Child Undernutrition What we’ve accomplished

Child Under-nutrition: What We’ve Accomplished

UNDERNUTRITION


The CNNS (Comprehensive National Nutrition survey) report by the Ministry of Health and Family Welfare assumes salience, especially against two important factors.

  1. The Global Hunger Index, 2019 – India’s Rank 102/170 countries.
  2. India’s past performance – moderate decline in child stunting (impaired growth of child) but not child wasting (thinness in the child). The report reveals that child stunting and the condition of underweight declined from 10 % to 7% point from 2005 to 2016 and in wasting the decline is 1% point. So, these factors make CNNS report timely and important.

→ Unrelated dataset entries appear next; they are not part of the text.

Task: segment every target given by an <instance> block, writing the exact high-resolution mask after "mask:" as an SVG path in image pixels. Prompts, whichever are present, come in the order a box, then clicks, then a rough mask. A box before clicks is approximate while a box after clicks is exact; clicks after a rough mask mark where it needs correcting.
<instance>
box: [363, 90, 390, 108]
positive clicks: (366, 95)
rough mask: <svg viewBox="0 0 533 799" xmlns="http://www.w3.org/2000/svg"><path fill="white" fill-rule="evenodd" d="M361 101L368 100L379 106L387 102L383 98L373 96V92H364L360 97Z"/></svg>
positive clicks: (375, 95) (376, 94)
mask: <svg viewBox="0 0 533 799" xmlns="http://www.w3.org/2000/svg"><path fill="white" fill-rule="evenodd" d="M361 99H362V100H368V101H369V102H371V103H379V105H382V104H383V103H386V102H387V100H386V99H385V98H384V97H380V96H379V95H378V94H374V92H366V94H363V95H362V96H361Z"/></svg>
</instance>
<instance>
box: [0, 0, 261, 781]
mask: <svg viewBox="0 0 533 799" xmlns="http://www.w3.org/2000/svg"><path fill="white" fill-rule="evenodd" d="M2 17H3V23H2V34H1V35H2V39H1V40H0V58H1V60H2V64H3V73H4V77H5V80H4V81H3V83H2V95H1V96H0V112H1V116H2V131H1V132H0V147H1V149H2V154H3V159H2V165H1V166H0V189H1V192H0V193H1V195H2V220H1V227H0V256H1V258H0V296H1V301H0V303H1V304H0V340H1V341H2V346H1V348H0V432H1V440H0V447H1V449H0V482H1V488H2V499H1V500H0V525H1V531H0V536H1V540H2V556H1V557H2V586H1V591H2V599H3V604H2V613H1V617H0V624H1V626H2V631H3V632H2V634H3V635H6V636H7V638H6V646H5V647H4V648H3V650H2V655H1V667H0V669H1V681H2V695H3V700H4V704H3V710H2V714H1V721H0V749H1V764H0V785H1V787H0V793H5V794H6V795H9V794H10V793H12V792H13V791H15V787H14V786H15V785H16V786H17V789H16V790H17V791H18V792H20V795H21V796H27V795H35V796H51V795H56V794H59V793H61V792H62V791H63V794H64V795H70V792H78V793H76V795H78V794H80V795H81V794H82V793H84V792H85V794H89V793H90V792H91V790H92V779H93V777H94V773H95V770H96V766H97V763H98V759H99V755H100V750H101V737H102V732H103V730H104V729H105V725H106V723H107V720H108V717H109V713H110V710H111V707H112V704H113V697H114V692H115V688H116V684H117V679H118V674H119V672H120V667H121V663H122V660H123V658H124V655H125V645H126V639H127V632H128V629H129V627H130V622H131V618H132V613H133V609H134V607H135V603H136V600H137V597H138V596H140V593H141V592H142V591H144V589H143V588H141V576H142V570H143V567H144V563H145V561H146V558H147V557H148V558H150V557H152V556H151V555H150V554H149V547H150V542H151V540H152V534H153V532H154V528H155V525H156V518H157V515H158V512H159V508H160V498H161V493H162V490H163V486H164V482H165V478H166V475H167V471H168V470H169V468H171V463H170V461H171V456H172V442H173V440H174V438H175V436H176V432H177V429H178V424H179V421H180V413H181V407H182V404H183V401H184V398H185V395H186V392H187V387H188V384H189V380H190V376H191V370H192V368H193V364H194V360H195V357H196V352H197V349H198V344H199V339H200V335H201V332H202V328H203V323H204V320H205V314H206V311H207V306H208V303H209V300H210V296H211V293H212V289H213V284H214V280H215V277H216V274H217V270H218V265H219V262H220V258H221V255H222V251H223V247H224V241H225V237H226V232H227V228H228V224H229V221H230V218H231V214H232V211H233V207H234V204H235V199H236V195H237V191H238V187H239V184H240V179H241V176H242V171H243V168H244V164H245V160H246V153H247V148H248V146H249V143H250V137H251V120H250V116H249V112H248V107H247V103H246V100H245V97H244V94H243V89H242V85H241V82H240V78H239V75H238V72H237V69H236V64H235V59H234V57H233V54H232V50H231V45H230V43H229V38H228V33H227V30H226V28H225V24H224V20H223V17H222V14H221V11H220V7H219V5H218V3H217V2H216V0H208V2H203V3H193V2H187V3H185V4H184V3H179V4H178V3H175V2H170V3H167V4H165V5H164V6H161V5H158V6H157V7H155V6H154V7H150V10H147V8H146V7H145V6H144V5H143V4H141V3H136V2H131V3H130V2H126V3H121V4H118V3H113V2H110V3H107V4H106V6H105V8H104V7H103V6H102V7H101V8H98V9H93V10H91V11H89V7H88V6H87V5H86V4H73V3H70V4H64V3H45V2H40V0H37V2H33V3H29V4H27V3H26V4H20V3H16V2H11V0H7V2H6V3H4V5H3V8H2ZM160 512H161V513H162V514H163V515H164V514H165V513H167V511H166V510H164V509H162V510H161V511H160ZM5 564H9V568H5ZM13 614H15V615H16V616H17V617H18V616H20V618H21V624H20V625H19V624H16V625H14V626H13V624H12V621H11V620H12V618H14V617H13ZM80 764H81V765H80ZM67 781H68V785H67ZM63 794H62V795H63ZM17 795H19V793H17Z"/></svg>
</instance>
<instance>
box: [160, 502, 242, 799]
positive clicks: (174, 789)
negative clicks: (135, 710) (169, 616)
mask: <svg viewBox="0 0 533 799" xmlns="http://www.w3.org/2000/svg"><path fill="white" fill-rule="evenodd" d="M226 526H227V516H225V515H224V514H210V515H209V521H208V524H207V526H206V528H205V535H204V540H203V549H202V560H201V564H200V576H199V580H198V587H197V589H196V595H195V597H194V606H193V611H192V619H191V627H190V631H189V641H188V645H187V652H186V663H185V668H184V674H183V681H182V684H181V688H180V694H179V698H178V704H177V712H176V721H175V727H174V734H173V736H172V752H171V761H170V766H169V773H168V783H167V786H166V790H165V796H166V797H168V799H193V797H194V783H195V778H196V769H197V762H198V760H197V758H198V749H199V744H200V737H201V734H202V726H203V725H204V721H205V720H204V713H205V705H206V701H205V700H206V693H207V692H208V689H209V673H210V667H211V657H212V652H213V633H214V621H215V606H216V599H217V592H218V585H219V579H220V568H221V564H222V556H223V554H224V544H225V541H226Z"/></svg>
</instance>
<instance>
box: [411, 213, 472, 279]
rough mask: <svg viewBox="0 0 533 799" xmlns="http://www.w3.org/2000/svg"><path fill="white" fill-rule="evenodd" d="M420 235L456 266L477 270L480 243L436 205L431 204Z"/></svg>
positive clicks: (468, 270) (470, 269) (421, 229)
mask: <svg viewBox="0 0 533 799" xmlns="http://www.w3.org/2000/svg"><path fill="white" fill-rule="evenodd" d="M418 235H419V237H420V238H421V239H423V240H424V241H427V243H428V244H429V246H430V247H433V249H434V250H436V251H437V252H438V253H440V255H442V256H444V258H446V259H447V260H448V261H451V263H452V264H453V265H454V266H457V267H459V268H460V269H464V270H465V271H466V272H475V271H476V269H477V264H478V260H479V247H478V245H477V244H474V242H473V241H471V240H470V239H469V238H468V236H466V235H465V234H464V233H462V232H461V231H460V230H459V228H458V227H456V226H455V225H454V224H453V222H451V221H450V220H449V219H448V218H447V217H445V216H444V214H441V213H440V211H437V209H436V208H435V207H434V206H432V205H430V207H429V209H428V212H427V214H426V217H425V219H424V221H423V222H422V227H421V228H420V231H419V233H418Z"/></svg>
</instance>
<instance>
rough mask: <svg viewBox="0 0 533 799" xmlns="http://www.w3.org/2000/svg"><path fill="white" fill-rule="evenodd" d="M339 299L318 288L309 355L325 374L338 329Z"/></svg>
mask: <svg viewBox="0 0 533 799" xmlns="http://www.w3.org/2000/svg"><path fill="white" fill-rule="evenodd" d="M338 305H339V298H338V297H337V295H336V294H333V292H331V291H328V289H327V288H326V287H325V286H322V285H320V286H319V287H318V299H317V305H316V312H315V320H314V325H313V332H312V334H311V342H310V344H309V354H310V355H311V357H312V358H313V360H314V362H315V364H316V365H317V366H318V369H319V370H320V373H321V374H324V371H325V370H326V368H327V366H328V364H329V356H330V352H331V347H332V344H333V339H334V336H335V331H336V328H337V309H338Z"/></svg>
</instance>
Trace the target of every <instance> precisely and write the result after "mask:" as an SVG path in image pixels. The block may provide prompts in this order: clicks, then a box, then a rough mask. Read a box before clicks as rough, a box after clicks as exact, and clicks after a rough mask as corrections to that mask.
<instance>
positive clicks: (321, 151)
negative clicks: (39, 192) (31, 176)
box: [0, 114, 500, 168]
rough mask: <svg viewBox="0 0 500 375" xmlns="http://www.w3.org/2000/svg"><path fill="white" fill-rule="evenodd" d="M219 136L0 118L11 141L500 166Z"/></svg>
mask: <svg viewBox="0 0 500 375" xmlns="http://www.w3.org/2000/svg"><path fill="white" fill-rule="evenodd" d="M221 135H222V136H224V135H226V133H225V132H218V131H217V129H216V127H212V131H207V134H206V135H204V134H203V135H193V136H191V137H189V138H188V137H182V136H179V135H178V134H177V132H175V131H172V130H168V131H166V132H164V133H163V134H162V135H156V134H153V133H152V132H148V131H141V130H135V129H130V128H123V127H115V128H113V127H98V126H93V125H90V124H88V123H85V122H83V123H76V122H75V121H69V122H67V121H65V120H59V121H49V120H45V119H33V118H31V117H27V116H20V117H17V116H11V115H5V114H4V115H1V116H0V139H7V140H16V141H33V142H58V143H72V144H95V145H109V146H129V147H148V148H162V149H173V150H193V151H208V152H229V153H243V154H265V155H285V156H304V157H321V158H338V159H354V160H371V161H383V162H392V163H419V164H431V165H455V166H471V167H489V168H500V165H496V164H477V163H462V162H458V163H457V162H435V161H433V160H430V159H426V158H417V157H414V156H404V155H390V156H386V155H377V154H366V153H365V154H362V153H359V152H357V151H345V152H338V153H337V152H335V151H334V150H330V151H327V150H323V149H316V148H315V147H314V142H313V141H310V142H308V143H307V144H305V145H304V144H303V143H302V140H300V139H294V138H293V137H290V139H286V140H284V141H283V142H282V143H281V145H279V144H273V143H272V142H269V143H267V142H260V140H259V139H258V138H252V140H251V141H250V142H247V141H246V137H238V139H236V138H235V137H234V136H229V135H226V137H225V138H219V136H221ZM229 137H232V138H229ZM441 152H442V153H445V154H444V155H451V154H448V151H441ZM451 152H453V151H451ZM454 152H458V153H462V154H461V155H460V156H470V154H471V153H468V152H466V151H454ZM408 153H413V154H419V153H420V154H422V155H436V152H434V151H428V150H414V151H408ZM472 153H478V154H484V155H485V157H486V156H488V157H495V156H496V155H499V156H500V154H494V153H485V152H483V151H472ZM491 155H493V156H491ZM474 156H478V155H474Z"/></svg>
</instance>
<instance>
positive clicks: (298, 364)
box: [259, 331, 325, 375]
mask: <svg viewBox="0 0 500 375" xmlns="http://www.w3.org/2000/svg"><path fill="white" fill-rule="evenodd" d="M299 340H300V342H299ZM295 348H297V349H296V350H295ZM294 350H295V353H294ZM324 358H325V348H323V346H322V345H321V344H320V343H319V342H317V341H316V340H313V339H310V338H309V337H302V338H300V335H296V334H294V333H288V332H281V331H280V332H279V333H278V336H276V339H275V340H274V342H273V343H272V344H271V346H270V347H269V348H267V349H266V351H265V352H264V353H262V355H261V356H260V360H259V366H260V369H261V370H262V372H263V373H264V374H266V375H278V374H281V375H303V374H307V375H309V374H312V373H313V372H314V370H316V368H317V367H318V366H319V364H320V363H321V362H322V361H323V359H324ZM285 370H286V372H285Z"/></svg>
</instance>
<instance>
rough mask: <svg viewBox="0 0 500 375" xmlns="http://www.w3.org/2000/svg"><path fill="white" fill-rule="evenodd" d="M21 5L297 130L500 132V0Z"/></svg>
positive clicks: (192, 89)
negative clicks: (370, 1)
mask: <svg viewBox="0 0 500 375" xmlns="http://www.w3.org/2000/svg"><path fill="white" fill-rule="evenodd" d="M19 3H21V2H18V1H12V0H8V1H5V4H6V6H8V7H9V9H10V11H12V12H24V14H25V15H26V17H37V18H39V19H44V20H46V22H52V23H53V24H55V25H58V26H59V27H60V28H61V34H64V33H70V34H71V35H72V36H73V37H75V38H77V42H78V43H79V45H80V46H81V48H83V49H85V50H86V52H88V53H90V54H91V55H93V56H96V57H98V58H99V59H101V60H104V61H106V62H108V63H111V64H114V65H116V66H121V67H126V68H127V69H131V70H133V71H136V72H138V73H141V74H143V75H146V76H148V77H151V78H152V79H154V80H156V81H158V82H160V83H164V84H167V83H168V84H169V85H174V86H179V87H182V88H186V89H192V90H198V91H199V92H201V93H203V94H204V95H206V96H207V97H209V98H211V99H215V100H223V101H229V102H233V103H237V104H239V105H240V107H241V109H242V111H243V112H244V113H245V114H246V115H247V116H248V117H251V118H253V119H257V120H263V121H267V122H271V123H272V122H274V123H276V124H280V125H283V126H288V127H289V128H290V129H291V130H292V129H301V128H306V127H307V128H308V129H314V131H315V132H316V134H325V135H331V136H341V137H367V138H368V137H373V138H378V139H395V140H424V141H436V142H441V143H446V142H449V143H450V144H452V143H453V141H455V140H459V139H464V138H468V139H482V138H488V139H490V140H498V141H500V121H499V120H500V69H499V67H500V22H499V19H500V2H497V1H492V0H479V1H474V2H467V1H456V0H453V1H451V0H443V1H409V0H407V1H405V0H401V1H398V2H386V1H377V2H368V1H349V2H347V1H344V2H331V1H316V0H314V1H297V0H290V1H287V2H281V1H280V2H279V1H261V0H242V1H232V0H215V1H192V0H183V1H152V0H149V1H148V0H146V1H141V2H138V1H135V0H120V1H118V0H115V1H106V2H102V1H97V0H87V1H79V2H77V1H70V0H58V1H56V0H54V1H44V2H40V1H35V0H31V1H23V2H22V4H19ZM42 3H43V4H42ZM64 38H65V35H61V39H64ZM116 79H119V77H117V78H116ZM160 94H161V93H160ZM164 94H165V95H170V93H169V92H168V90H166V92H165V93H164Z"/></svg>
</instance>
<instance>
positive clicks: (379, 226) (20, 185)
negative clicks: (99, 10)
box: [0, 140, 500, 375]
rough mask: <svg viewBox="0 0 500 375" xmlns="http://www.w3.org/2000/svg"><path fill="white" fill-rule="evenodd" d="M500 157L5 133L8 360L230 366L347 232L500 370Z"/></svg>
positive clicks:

Now, the urgent requirement is to increase the rate of decline.

EDUCATED MOTHERS

It is true that if you educate a man you educate an individual but if you educate a WOMEN you educate an entire generation and this has been proved by this report also. Stunting among children less than 4 years came down from 46% to 19%. 27% points decline when maternal education went up from no schooling to 12 years of schooling. There is also a phenomenal decline in the number of underweight children. Women’s secondary education is capturing the cumulative effects on household wealth, women’s empowerment and knowledge and health-seeking behavior. It is next to impossible to transform the poorest households into rich ones so soon. However, enhancing the education of women in general, is certainly feasible.

POLICY GOALS

  1. Ending open defecation
  2. Enhancing access to safe water
  3. Sanitation facilities

However, ending open defecation alone will not lessen stunting remarkably. For instance- in India, the child mortality rate is lower in Muslims compared to Hindus which occurs due to the former’s better sanitation and hygiene practices. Unlike child mortality, child stunting levels remain almost the same between both.

WAY FORWARD

Another aspect that is yet to be firmly embedded in nutrition policy is DIETARY DIVERSITY. It is important to move the present focus from staple grain fundamentalism i.e. wheat and rice of Public Distribution System (PDS) to a more diversified food basket like millets. Evidence suggests that dietary diversity is indeed good for reducing iron deficiency — anemia which is also high among the lower class people in India. Rising obesity among privileged groups is a cause for concern and it is an emerging public health problem in India that demands equal attention.

DECLINE IN CHILD WASTING

The report on child wasting reveals an interesting, rather surprising, turnaround. The amount of the decline in wasting is larger than that of stunting: about 4% points within 22 months. This is indeed a remarkable achievement, especially against a measly decline in wasting in the last decade. It means that many states have achieved an unprecedented decline in wasting, reversing their past poor record within a short period.
Surprisingly, these states have not performed equally well in reducing stunting, even though wasting and stunting share many common causes. Is this ‘empirical reality’ rightly captured by the CNNS or do these estimates indicate some sort of anomaly in data?

An independent validation not only dispels any doubts regarding data quality but also helps in identifying the drivers of rapid reduction in child wasting in India.